Fox News and Fox Business both neglected to report major news broken Thursday night by network correspondent Jacqui Heinrich, whose question during a White House event elicited responses from both Vice President JD Vance and President Donald Trump seeming to confirm their plans to defy a court-ordered restart of full payments for the more than 40 million beneficiaries of the Supplemental Nutrition Assistance Program.
Earlier that day, a federal judge in Rhode Island ordered the government to restart full benefit payments to the roughly 42 million Americans who rely on SNAP to afford groceries. The administration appealed the ruling on Friday morning after releasing conflicting statements regarding plans to defy or comply with prior rulings on the program. It was in this context that Heinrich asked Trump on Thursday night, “What's your message to folks as they work this out in the courts and in Congress as we’re heading into Thanksgiving?”

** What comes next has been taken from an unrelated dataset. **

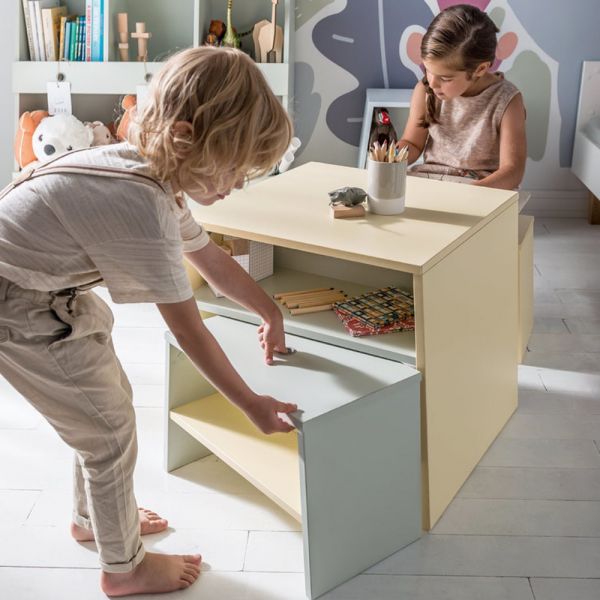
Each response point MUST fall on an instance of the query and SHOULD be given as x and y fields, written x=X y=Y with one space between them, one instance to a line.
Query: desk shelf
x=323 y=326
x=269 y=462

Trump allowed his vice president to take the first shot at responding, wherein Vance laid all of the blame for what he called “the Democrat government shutdown” on his political opposition — even though his own party controls the White House and both chambers of Congress. He also stated, “We can’t have a federal court telling the president how he has to triage the situation,” adding, “We’re trying to keep as much going as possible. … But we’re not going to do it under the orders of a federal judge.”

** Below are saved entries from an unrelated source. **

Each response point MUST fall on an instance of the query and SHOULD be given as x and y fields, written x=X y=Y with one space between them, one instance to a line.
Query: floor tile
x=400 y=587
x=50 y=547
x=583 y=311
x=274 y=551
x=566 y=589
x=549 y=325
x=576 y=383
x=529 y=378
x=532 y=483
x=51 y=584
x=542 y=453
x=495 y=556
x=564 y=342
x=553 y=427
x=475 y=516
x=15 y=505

After Vance’s tirade, Trump chimed in with a rambling response that only briefly touched on Heinrich’s question — stating twice that the United States can't afford to pay full SNAP benefits because it has to “remain liquid” and reserve government funds for “problems, catastrophes, wars, could be anything” — before devolving into a rant about unrelated topics.

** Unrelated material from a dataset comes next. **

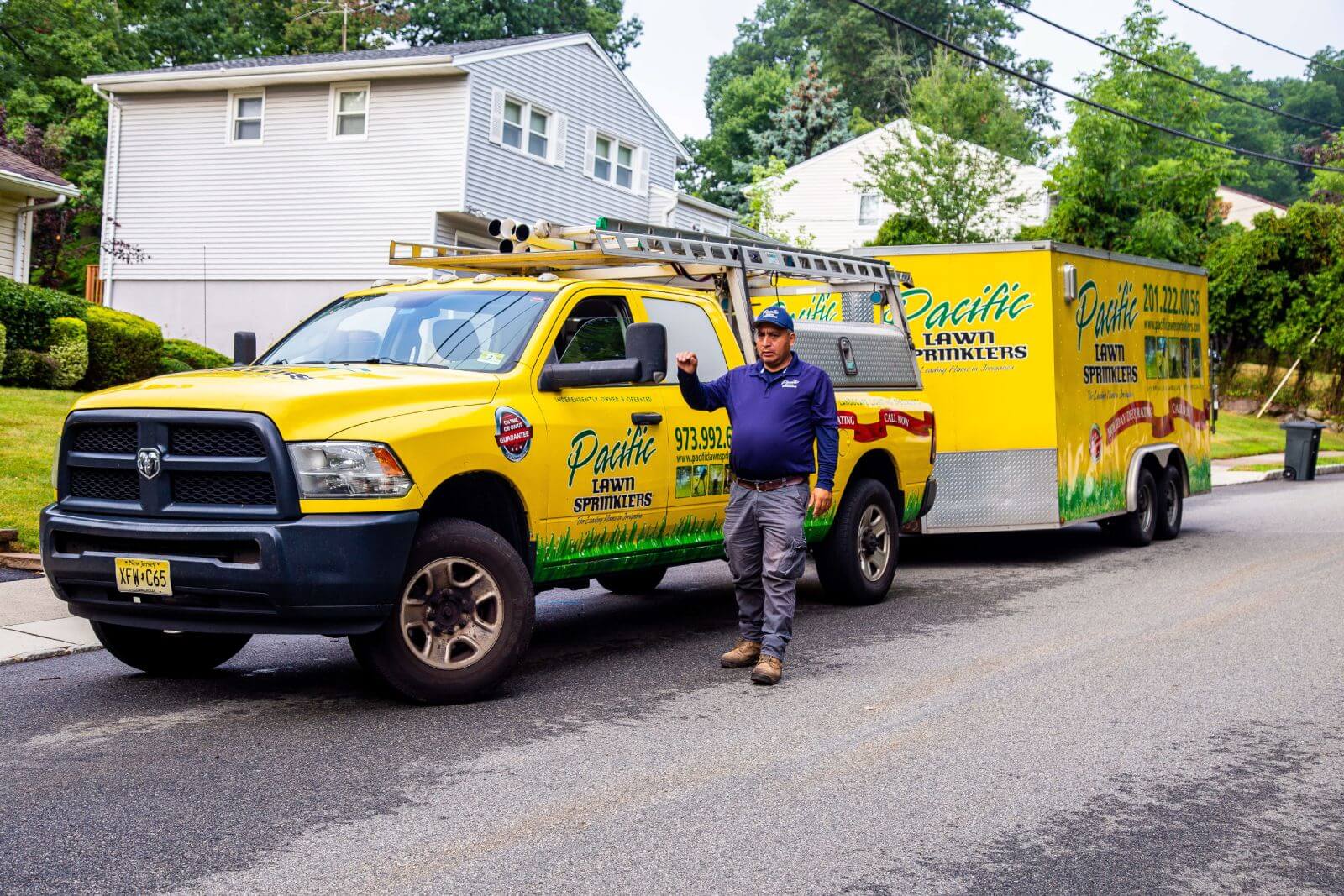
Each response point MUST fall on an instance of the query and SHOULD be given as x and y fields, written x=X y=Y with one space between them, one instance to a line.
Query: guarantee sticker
x=512 y=432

Despite being exclusively responsible for this massive news development that the White House planned to defy a court order and further obstruct paying out full benefits for tens of millions of SNAP beneficiaries (most of whom are children and seniors), Fox News and Fox Business couldn’t be bothered to report the news broken by their own correspondent.
Media Matters reviewed SnapStream transcript archives for all programming on Fox News Channel and Fox Business Network from 8 p.m. on Thursday, November 6, through 12 p.m. on Friday, November 7, and found passing mentions of the SNAP dispute but zero direct discussion of Trump or Vance’s stated defiance of the court order.
On Fox’s Hannity and Fox News @ Night, network personalities and guests discussed the lapse in SNAP benefits in the context of the ongoing government shutdown but made no mention of Trump or Vance’s stated plans to ignore the latest court ruling — despite the fact that Heinrich’s question and Vance and Trump’s responses came at approximately 8 p.m. on the East Coast.
This morning on Fox & Friends First, correspondent Madeleine Rivera closed a segment on the ongoing government shutdown by mentioning that “a federal judge has ordered the administration to fully fund the food benefits ... and to do so by today,” but made no mention of Trump or Vance’s statements last night. The lapse in SNAP spending came up during interviews with Republican elected officials on Fox & Friends and America’s Newsroom. During a later segment on America’s Newsroom, White House correspondent Peter Doocy reported that “the administration is so far complying with the court order to fund food stamp benefits during the shutdown” (the Trump administration claimed it was complying earlier this week) but did not mention last night’s remarks from the president and vice president. There was another passing mention of the court ruling, but no discussion of Trump's seeming defiance of it, during a report from correspondent Chad Pergram on The Faulkner Focus.
At Fox Business, the results were much the same, with interviews on Mornings with Maria Bartiromo with Rep. Rich McCormick (R-GA) and White House economic adviser Kevin Hassett and a Varney & Co. report from correspondent Lauren Simonetti making only passing mentions of the SNAP benefit lapse.